I spent some time in college reading about the statistics on single-parent families. Having been very well-behaved and an exceptional student, I was shocked when people assumed the worst because I had a single mother. What I found was that reports about the research are pretty distorted. Having a single parent is not enough to increase rates of criminality or teen pregnancy or any of the other ills we want to keep from our children. Instead it is the absence of more than one attentive parent, which is why those rates are just as high in families with stay-at-home moms and corporate dads.
So what I discovered was that children who are from single-parent homes and thrive tended to have extended family around them. If a child knows that more people are invested in his or her well-being, then that child is likely to do well.
I am happy that I had such love and support from a very large extended family, and I am happy that those feelings will extend to my son. While my family does not understand it, I do get sad that my baby is not experiencing all of the things that I did.
Babies need the love of people who are not their parents, and my son has found that not only in my sister, but in my entire family. The wonderful part about extended families is that they are willing to help out when needed.
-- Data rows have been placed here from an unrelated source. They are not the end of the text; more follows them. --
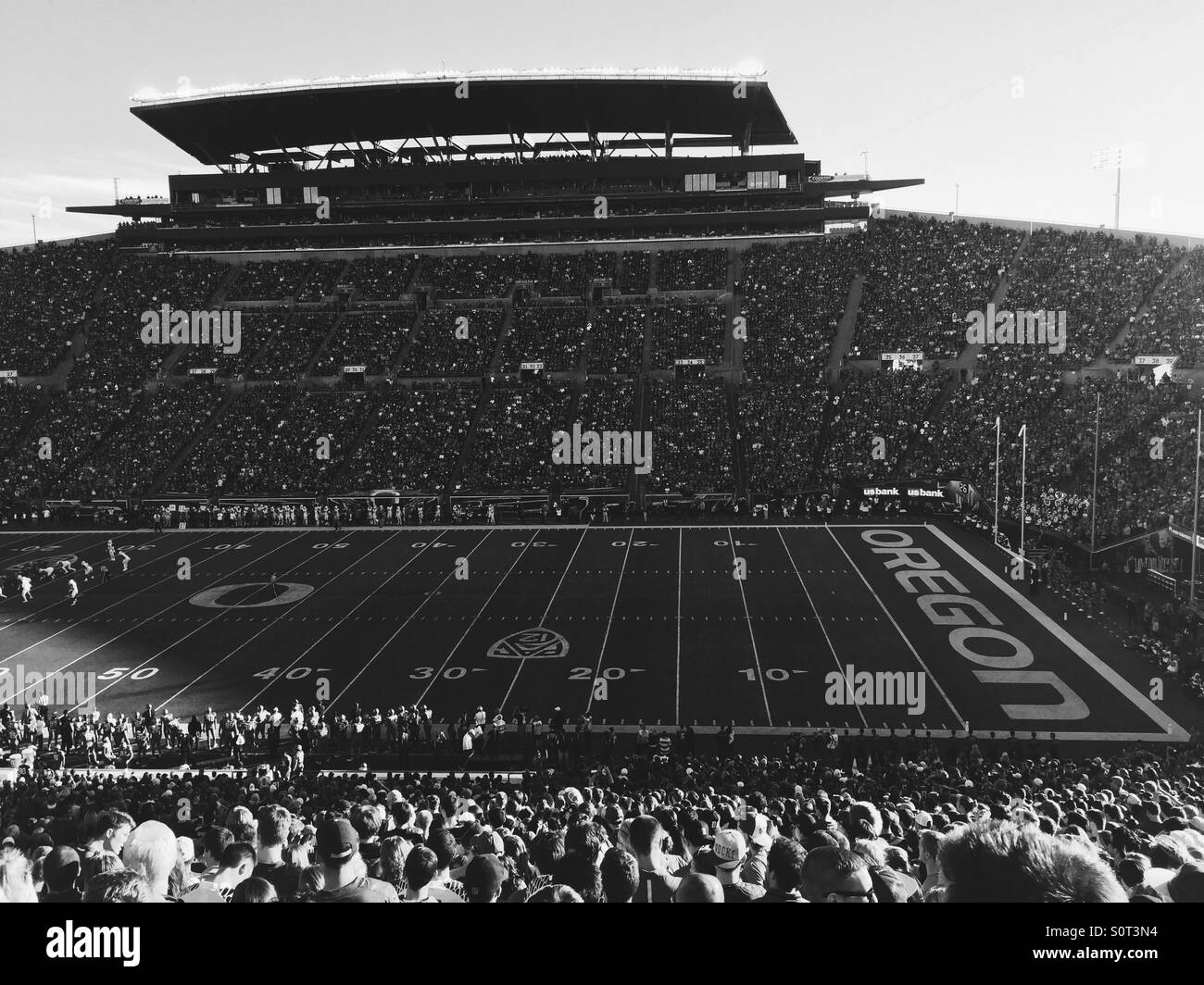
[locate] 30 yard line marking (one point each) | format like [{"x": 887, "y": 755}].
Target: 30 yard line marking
[
  {"x": 747, "y": 619},
  {"x": 819, "y": 620},
  {"x": 677, "y": 689},
  {"x": 481, "y": 612},
  {"x": 545, "y": 617},
  {"x": 609, "y": 620},
  {"x": 899, "y": 631}
]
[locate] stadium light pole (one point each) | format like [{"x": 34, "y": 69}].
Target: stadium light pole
[
  {"x": 1095, "y": 481},
  {"x": 1196, "y": 508},
  {"x": 997, "y": 425},
  {"x": 1023, "y": 468}
]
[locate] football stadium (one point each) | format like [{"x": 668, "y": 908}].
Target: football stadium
[{"x": 560, "y": 485}]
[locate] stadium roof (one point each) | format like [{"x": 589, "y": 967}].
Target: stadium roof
[{"x": 218, "y": 125}]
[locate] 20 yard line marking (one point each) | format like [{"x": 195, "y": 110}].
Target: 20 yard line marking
[
  {"x": 545, "y": 617},
  {"x": 819, "y": 619},
  {"x": 747, "y": 619}
]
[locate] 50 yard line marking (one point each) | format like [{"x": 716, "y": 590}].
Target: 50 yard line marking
[
  {"x": 545, "y": 617},
  {"x": 606, "y": 636},
  {"x": 757, "y": 657}
]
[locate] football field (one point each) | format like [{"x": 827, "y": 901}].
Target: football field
[{"x": 773, "y": 628}]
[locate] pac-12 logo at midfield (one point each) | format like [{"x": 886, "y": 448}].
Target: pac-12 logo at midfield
[{"x": 533, "y": 643}]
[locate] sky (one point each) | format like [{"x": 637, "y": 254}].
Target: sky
[{"x": 999, "y": 107}]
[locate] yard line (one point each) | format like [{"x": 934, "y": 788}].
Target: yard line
[
  {"x": 223, "y": 613},
  {"x": 677, "y": 692},
  {"x": 420, "y": 605},
  {"x": 345, "y": 617},
  {"x": 757, "y": 657},
  {"x": 609, "y": 621},
  {"x": 287, "y": 611},
  {"x": 82, "y": 592},
  {"x": 144, "y": 621},
  {"x": 902, "y": 635},
  {"x": 545, "y": 617},
  {"x": 818, "y": 619},
  {"x": 93, "y": 616}
]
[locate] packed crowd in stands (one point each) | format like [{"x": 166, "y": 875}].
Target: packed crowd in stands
[
  {"x": 830, "y": 817},
  {"x": 44, "y": 295},
  {"x": 416, "y": 441},
  {"x": 922, "y": 280},
  {"x": 512, "y": 449},
  {"x": 617, "y": 339},
  {"x": 1174, "y": 323},
  {"x": 890, "y": 405},
  {"x": 691, "y": 437},
  {"x": 686, "y": 330},
  {"x": 691, "y": 270},
  {"x": 454, "y": 341},
  {"x": 1098, "y": 280},
  {"x": 548, "y": 333},
  {"x": 370, "y": 339}
]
Many people seem to shy away from their extended families offering help because they fear that the help comes with strings attached, such as some sort of say in how a child is raised. The truth is that in most cases, that may be true. The grandparents, aunts, and uncles who give up part of their time to help with Junior want to know that he is being raised as they think he should. That give and take is part of being in an extended family, and anytime I get upset about it, I remind myself that my family raised me - the whole village of them.
My grandparents, aunts, uncles, and cousins were involved in my life from the time I was born until…well, until now. They are still involved. They still feel free to comment on what is going on in my life, and anytime my husband, who came from a different type of family, complains, I tell him that I would not be who I am without the assistance and input of multiple family members.
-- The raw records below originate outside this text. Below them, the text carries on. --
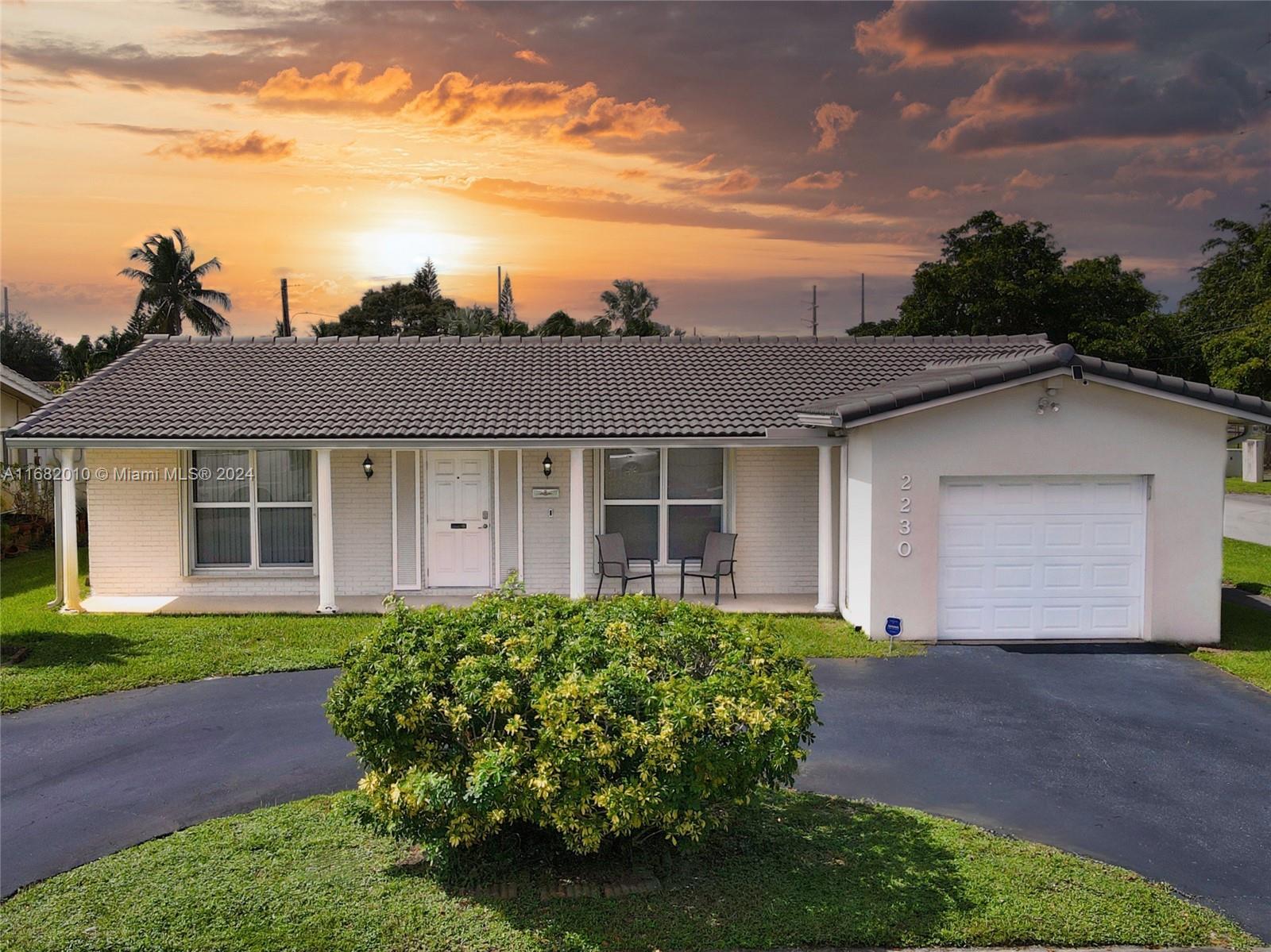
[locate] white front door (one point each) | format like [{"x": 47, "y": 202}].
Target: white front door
[
  {"x": 459, "y": 524},
  {"x": 1041, "y": 557}
]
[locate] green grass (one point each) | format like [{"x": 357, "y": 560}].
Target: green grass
[
  {"x": 1246, "y": 646},
  {"x": 1247, "y": 566},
  {"x": 820, "y": 637},
  {"x": 73, "y": 656},
  {"x": 796, "y": 869},
  {"x": 1238, "y": 486}
]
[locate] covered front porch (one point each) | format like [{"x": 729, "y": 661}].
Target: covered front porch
[
  {"x": 792, "y": 604},
  {"x": 440, "y": 522}
]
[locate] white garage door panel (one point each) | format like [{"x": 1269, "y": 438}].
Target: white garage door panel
[{"x": 1041, "y": 558}]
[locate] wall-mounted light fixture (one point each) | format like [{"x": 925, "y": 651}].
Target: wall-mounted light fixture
[{"x": 1049, "y": 402}]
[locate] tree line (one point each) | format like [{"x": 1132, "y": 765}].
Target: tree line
[{"x": 991, "y": 277}]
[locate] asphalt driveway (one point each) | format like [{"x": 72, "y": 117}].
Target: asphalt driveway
[
  {"x": 1148, "y": 761},
  {"x": 1249, "y": 518}
]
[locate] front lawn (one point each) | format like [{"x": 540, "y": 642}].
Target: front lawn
[
  {"x": 796, "y": 869},
  {"x": 71, "y": 656},
  {"x": 1236, "y": 484},
  {"x": 1247, "y": 566},
  {"x": 1246, "y": 646}
]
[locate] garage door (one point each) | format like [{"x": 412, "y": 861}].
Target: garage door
[{"x": 1054, "y": 557}]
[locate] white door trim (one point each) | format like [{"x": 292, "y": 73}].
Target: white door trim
[
  {"x": 397, "y": 457},
  {"x": 477, "y": 525}
]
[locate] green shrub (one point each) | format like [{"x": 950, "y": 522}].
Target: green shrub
[{"x": 597, "y": 721}]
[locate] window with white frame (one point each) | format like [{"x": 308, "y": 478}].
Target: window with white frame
[
  {"x": 252, "y": 509},
  {"x": 664, "y": 499}
]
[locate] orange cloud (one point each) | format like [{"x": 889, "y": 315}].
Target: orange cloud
[
  {"x": 342, "y": 86},
  {"x": 925, "y": 194},
  {"x": 608, "y": 118},
  {"x": 815, "y": 181},
  {"x": 940, "y": 35},
  {"x": 736, "y": 182},
  {"x": 222, "y": 146},
  {"x": 829, "y": 121},
  {"x": 455, "y": 99}
]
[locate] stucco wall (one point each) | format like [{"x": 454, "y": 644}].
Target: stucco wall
[{"x": 1099, "y": 431}]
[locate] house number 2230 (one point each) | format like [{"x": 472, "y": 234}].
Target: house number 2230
[{"x": 904, "y": 548}]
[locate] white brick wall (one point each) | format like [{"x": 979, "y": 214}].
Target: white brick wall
[
  {"x": 135, "y": 528},
  {"x": 508, "y": 514},
  {"x": 775, "y": 518},
  {"x": 135, "y": 531}
]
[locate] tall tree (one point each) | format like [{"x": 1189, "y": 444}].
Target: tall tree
[
  {"x": 506, "y": 303},
  {"x": 1228, "y": 314},
  {"x": 25, "y": 347},
  {"x": 991, "y": 279},
  {"x": 629, "y": 306},
  {"x": 427, "y": 283},
  {"x": 999, "y": 279},
  {"x": 558, "y": 325},
  {"x": 172, "y": 286}
]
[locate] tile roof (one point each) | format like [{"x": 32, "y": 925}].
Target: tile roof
[
  {"x": 951, "y": 376},
  {"x": 474, "y": 388}
]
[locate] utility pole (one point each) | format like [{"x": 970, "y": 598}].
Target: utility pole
[
  {"x": 813, "y": 323},
  {"x": 286, "y": 310}
]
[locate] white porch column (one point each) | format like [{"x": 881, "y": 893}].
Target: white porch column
[
  {"x": 68, "y": 541},
  {"x": 824, "y": 530},
  {"x": 578, "y": 547},
  {"x": 326, "y": 543}
]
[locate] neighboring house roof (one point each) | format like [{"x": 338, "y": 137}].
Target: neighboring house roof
[
  {"x": 946, "y": 378},
  {"x": 472, "y": 388},
  {"x": 23, "y": 387}
]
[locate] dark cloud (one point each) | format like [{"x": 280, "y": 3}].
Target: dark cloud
[
  {"x": 133, "y": 64},
  {"x": 1044, "y": 106},
  {"x": 941, "y": 33},
  {"x": 224, "y": 146}
]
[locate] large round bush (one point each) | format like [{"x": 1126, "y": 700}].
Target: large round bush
[{"x": 594, "y": 719}]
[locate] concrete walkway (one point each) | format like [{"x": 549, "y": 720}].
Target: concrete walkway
[
  {"x": 1144, "y": 759},
  {"x": 1247, "y": 516}
]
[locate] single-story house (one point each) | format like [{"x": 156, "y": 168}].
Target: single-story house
[{"x": 951, "y": 487}]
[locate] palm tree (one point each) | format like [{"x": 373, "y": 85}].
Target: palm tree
[
  {"x": 632, "y": 306},
  {"x": 172, "y": 287}
]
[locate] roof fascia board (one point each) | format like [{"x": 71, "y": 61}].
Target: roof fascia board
[
  {"x": 951, "y": 398},
  {"x": 785, "y": 437},
  {"x": 27, "y": 388},
  {"x": 1230, "y": 412}
]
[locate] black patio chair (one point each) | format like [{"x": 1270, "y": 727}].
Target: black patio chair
[
  {"x": 716, "y": 562},
  {"x": 614, "y": 563}
]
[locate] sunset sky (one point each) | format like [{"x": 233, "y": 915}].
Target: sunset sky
[{"x": 728, "y": 156}]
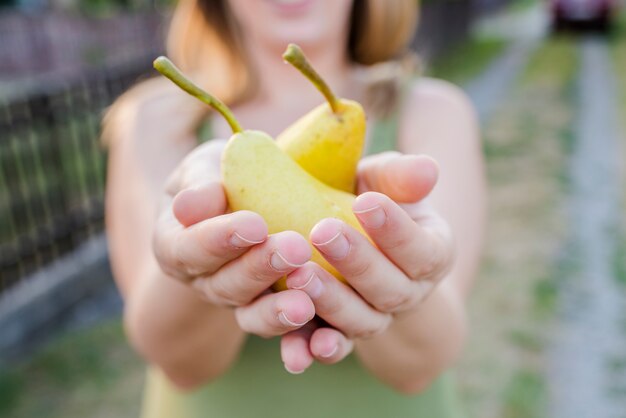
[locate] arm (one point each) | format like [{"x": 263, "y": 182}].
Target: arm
[
  {"x": 438, "y": 121},
  {"x": 407, "y": 321},
  {"x": 165, "y": 259},
  {"x": 142, "y": 156}
]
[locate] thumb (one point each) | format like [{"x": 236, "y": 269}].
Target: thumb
[{"x": 404, "y": 178}]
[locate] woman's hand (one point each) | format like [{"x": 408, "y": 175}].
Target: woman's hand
[
  {"x": 228, "y": 257},
  {"x": 413, "y": 252}
]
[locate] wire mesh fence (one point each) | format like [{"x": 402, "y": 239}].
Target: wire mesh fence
[
  {"x": 52, "y": 169},
  {"x": 52, "y": 165}
]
Depriving your child of knowing his or her extended family should be a last resort that you consider only if there is abuse or extreme cases of disagreement between Mom and Dad and the extended family in terms of child-rearing philosophy. In most cases, however, a baby will be happier and will feel more loved by being part of a huge network of people who genuinely care about his or her life and how it turns out.
Experiencing that love now is something that will stay with your child always. Your child will go into the world, even if that world is only as large as her kindergarten classroom, knowing that there are people out there who care. Your baby can begin learning now about healthy self-esteem and the value of a good family.